Poupança e imóveis: verdades de uma relação abalada
Poupança e imóveis são os dois principais pilares patrimoniais dos brasileiros e, embora nem todos saibam, há uma relação muito estreita entre ambos. Dada a importância dos dois e considerando que esta relação entre eles não anda muito bem, é importante entendermos o que vem ocorrendo para ser possível, se for o caso, ajustar nossa conduta para o cenário projetado.
A poupança é a principal fonte de recursos (funding) de que dispõem as instituições financeiras para o crédito imobiliário no Brasil. Atualmente 65% de todo o recurso depositado na poupança é destinado, por regra, ao crédito imobiliário.

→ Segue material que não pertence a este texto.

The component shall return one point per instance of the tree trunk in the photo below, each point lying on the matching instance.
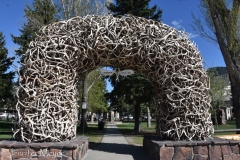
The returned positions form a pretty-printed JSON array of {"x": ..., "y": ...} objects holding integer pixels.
[
  {"x": 92, "y": 117},
  {"x": 84, "y": 100},
  {"x": 149, "y": 118},
  {"x": 236, "y": 105},
  {"x": 84, "y": 119},
  {"x": 137, "y": 126}
]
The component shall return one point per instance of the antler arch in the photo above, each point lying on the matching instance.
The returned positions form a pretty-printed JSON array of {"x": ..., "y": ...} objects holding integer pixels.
[{"x": 66, "y": 50}]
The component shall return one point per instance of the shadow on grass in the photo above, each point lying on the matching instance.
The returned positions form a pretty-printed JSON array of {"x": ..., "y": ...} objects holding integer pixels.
[{"x": 95, "y": 135}]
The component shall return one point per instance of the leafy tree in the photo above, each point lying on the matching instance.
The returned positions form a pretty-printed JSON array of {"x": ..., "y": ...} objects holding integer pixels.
[
  {"x": 67, "y": 10},
  {"x": 222, "y": 27},
  {"x": 134, "y": 90},
  {"x": 40, "y": 13},
  {"x": 96, "y": 97},
  {"x": 137, "y": 8},
  {"x": 6, "y": 83}
]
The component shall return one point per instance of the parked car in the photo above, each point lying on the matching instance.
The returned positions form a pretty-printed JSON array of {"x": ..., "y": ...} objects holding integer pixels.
[
  {"x": 145, "y": 117},
  {"x": 126, "y": 118},
  {"x": 5, "y": 115}
]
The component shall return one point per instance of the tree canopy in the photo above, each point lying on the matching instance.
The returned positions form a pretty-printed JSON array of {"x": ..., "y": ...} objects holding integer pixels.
[
  {"x": 220, "y": 24},
  {"x": 40, "y": 13},
  {"x": 137, "y": 8},
  {"x": 6, "y": 78}
]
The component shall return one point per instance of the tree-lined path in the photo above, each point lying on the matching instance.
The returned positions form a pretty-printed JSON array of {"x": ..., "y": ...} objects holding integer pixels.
[{"x": 114, "y": 146}]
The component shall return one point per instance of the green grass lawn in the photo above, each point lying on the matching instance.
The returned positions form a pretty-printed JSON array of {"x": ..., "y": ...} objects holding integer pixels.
[
  {"x": 133, "y": 138},
  {"x": 137, "y": 138},
  {"x": 95, "y": 136}
]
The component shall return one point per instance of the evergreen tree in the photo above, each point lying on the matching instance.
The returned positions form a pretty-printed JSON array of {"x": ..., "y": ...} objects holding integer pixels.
[
  {"x": 135, "y": 90},
  {"x": 6, "y": 83},
  {"x": 42, "y": 12},
  {"x": 220, "y": 24},
  {"x": 138, "y": 8}
]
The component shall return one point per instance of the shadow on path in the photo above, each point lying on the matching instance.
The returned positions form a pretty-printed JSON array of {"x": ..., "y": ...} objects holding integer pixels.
[{"x": 115, "y": 147}]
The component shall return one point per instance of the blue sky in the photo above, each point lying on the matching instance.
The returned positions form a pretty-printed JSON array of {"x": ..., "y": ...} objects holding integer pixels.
[{"x": 176, "y": 13}]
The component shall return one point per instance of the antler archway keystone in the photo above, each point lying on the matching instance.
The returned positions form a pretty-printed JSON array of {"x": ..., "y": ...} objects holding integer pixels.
[{"x": 66, "y": 51}]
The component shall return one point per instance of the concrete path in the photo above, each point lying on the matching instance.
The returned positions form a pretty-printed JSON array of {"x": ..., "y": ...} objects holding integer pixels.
[{"x": 115, "y": 147}]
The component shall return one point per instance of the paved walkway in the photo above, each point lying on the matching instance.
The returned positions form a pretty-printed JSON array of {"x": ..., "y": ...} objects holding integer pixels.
[{"x": 115, "y": 147}]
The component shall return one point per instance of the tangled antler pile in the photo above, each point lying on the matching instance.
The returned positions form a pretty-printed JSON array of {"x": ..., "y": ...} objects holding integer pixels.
[{"x": 67, "y": 50}]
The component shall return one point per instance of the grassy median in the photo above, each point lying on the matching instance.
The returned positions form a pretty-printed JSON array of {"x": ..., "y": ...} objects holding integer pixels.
[{"x": 95, "y": 136}]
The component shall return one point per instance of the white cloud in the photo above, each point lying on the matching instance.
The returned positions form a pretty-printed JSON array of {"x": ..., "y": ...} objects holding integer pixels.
[{"x": 177, "y": 23}]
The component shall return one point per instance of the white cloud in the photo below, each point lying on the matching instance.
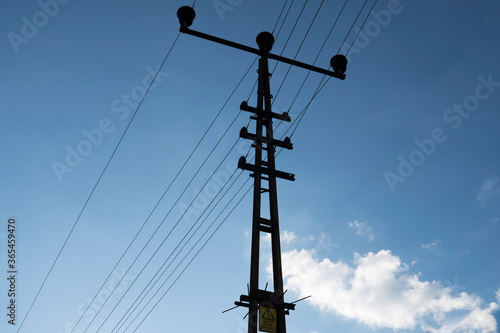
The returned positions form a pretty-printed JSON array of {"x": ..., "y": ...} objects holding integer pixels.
[
  {"x": 362, "y": 229},
  {"x": 487, "y": 191},
  {"x": 288, "y": 236},
  {"x": 431, "y": 245},
  {"x": 378, "y": 290}
]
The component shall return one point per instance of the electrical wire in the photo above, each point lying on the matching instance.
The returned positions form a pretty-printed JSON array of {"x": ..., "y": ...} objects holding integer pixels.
[
  {"x": 352, "y": 26},
  {"x": 95, "y": 186},
  {"x": 158, "y": 248},
  {"x": 163, "y": 195},
  {"x": 174, "y": 180},
  {"x": 144, "y": 293},
  {"x": 298, "y": 50},
  {"x": 197, "y": 253},
  {"x": 355, "y": 38},
  {"x": 318, "y": 90}
]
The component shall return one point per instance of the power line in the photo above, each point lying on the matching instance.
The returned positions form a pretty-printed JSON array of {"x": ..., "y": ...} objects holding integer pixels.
[
  {"x": 171, "y": 185},
  {"x": 355, "y": 38},
  {"x": 352, "y": 26},
  {"x": 298, "y": 50},
  {"x": 194, "y": 257},
  {"x": 277, "y": 21},
  {"x": 144, "y": 292},
  {"x": 156, "y": 251},
  {"x": 165, "y": 192},
  {"x": 95, "y": 186}
]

Neste sentido, o crescimento do setor imobiliário depende em boa medida de que o saldo líquido da poupança seja crescente ou, no mínimo, estável, o que não vem acontecendo nos últimos meses, pelo contrário.

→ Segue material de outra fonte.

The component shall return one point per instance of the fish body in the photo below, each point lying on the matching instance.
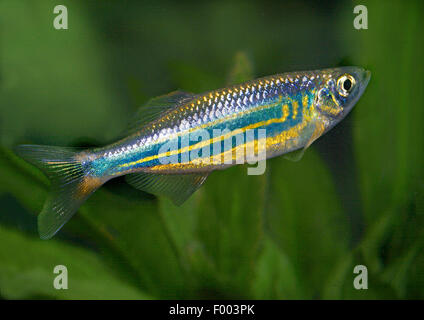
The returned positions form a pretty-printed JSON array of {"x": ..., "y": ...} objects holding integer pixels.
[{"x": 181, "y": 137}]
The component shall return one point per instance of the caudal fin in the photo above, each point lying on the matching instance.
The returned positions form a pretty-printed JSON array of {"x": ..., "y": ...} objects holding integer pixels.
[{"x": 70, "y": 184}]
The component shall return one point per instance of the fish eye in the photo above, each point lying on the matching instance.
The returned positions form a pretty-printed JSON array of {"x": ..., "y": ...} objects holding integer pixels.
[{"x": 345, "y": 84}]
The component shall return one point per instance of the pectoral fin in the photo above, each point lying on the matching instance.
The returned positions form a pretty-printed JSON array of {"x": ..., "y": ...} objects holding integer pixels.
[{"x": 317, "y": 130}]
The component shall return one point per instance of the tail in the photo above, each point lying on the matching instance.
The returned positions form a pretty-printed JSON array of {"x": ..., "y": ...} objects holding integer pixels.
[{"x": 70, "y": 184}]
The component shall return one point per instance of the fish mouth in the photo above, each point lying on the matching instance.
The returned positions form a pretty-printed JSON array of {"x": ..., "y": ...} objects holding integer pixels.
[{"x": 366, "y": 78}]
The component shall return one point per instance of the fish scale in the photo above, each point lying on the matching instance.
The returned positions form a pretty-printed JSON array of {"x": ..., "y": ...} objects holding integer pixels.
[{"x": 180, "y": 138}]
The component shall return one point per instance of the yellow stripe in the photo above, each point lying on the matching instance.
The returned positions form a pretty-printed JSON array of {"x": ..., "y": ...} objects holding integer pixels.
[
  {"x": 209, "y": 142},
  {"x": 295, "y": 105},
  {"x": 218, "y": 121},
  {"x": 285, "y": 136}
]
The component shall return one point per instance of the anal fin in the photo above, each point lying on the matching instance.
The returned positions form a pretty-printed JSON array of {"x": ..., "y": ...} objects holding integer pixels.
[{"x": 176, "y": 187}]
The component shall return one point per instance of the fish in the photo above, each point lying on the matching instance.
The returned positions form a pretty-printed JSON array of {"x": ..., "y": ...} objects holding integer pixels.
[{"x": 178, "y": 139}]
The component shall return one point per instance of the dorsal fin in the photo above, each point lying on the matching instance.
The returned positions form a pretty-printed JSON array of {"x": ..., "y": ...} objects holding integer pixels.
[
  {"x": 155, "y": 107},
  {"x": 176, "y": 187}
]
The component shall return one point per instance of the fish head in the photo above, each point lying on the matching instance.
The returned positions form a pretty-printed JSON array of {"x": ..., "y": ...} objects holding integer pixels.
[{"x": 338, "y": 90}]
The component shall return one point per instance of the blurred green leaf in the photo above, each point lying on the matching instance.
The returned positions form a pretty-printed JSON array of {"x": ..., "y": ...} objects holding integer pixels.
[
  {"x": 29, "y": 273},
  {"x": 310, "y": 229}
]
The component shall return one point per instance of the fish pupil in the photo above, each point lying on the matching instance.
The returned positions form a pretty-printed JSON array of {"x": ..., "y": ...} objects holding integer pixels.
[{"x": 347, "y": 84}]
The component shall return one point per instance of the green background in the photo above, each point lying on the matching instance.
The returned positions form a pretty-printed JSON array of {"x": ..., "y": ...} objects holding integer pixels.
[{"x": 356, "y": 197}]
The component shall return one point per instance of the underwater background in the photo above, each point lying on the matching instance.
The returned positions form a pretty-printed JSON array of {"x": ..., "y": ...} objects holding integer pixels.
[{"x": 296, "y": 232}]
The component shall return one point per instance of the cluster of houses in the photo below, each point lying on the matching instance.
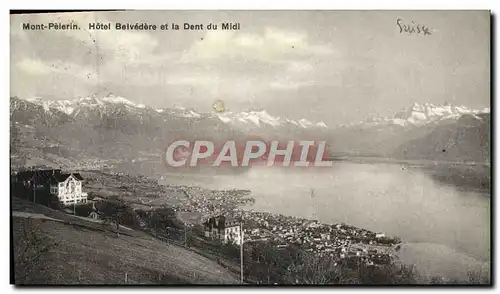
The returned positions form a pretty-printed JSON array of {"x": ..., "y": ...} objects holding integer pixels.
[{"x": 66, "y": 187}]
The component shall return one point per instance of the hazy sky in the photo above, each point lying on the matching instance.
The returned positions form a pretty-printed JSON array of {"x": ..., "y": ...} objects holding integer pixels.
[{"x": 334, "y": 66}]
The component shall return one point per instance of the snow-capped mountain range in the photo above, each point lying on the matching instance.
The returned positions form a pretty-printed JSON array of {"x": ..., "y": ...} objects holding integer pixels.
[
  {"x": 245, "y": 118},
  {"x": 422, "y": 114}
]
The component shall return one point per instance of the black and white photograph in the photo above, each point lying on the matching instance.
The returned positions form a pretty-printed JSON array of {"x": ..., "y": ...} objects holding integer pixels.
[{"x": 251, "y": 147}]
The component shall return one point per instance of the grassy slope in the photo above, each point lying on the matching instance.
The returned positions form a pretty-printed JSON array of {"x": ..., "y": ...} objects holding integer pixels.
[{"x": 87, "y": 252}]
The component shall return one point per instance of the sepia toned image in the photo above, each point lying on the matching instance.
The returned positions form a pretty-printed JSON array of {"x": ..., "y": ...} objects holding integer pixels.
[{"x": 282, "y": 147}]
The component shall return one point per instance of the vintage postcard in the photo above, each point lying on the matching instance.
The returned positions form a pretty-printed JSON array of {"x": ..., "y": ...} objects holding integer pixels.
[{"x": 250, "y": 147}]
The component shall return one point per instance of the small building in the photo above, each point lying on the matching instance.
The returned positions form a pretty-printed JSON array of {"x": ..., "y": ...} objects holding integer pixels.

Entre janeiro e maio houve um decréscimo de R$ 32,26 bilhões no saldo líquido da poupança, o que pode ser explicado basicamente por dois fatores: i) piora da atratividade da poupança; e ii) baixo crescimento econômico. Sobre o primeiro ponto devemos considerar que a inflação acumulada em doze meses está acima de 8,0% e que a rentabilidade da poupança fica em média abaixo de 7% ao ano, manter recursos aplicados na poupança é o mesmo que perder poder de compra. Ademais, há outras alternativas mais rentáveis que a poupança e tão conservadoras quanto. Já o baixo crescimento econômico explica estas subtrações na poupança pois com o aumento do desemprego muitas famílias brasileiras utilizam as suas reservas para as despesas ordinárias e não consegue repor este estoque de poupança. Devemos ainda considerar que as projeções não apontam a inflação cedendo consideravelmente no curto prazo e que há uma tendência de retração de cerca de 3% na renda per capta no Brasil para este ano, o que em outras palavras significa dizer que os resgates da poupança não devem parar de acontecer nos próximos meses.

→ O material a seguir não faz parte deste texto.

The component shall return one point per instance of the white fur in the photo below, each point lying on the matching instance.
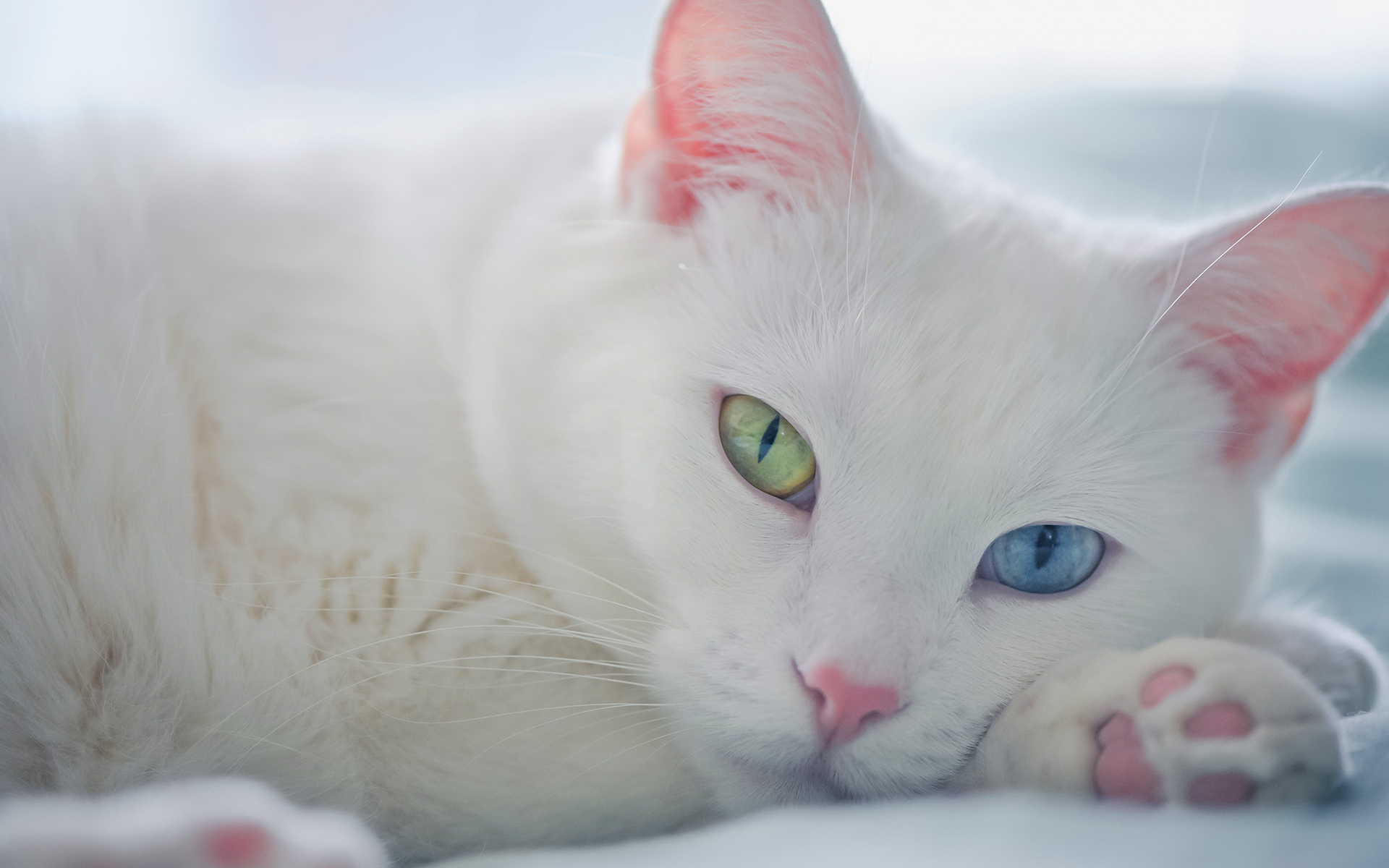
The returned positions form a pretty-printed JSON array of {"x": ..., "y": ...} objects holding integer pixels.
[{"x": 391, "y": 477}]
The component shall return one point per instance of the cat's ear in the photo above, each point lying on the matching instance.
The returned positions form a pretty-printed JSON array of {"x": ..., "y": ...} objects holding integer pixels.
[
  {"x": 745, "y": 95},
  {"x": 1275, "y": 297}
]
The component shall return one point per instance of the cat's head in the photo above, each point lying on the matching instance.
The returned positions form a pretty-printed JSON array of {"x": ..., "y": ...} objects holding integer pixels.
[{"x": 881, "y": 442}]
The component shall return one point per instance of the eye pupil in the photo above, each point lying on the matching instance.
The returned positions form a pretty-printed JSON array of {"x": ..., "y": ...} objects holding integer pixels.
[
  {"x": 1046, "y": 545},
  {"x": 767, "y": 451},
  {"x": 768, "y": 438},
  {"x": 1043, "y": 558}
]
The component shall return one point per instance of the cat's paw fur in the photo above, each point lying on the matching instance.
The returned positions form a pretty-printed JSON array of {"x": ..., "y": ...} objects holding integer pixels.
[
  {"x": 1197, "y": 721},
  {"x": 192, "y": 824}
]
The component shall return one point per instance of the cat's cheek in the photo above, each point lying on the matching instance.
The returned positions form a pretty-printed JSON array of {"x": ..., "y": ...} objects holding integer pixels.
[{"x": 985, "y": 592}]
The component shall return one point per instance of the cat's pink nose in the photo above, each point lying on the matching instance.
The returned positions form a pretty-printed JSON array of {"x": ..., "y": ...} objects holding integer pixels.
[{"x": 842, "y": 706}]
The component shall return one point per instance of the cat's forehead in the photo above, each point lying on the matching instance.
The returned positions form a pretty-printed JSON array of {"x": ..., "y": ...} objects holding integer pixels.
[{"x": 935, "y": 362}]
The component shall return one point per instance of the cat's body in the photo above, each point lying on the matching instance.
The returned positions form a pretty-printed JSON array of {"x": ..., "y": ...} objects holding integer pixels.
[{"x": 395, "y": 480}]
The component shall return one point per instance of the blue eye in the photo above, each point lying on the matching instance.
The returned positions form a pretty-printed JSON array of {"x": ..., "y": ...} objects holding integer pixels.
[{"x": 1043, "y": 558}]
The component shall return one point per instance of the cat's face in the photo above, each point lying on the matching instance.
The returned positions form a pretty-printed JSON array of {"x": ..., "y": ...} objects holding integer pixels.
[
  {"x": 959, "y": 365},
  {"x": 981, "y": 388}
]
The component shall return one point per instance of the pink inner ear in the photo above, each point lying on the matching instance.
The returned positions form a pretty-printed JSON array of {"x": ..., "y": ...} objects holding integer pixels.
[
  {"x": 744, "y": 92},
  {"x": 1284, "y": 303}
]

Assim, fica evidente a relação que pretendíamos demonstrar: menos funding para o crédito imobiliário equivale a menos pessoas capazes de comprar seu imóvel; menos demanda equivale a aumento do estoque de imóveis, o que leva a uma pressão para redução de seus preços.
As alternativas para contornar este cenário preocupante seriam aumentar a rentabilidade da poupança, recuperando-lhe a atratividade, ou encontrar fontes alternativas para que o crédito ao setor não reduza. Fato é que, nenhuma destas alternativas darão uma solução duradoura para a questão, vejamos:
- a) A rentabilidade da poupança atualmente é de 0,5% ao mês + TR (taxa referencial), de modo que um aumento na taxa referencial poderia tornar a poupança atrativa novamente, correto? Sim, contudo não podemos nos esquecer de que a maioria dos contratos de crédito imobiliário tem seu saldo devedor corrigido pela TR, ou seja, um aumento na TR faria também aumentar o valor da parcela do financiamento imobiliário. Imagine então que a parcela do financiamento aumentaria ao passo que o imóvel estaria se desvalorizando. Neste sentido, qualquer aumento na TR traria impactos desastrosos.
- b) Poderíamos pensar que as Letras de Crédito Imobiliário (LCI) seriam uma alternativa de funding, mas a considerar suas regras de emissão, a esperança de que a LCI poderia “substituir” a poupança não é muito plausível pois fatalmente faria o custo do financiamento aumentar. Ademais, foi anunciado pelo Ministro da Fazenda que as LCIs passarão a ter incidência de Imposto de Renda (IR), o que faria cair a atratividade deste papel.
Em caráter emergencial e entendendo a profundidade do problema, no fim de maio o governo anunciou uma alteração na regra do recolhimento dos depósitos compulsórios da poupança, que é um percentual dos depósitos que obrigatoriamente os bancos tem que fazer junto ao Banco Central. Essa redução na exigência de depósitos compulsórios irá liberar R$ 22,5 bilhões para os bancos utilizarem no crédito habitacional. Esta ajuda ao setor é muito importante e ameniza a situação, mas não “repõe” o que já foi sacado até maio, e os saques continuam, de modo que esta medida paliativa adiou a fase mais aguda do problema em alguns meses.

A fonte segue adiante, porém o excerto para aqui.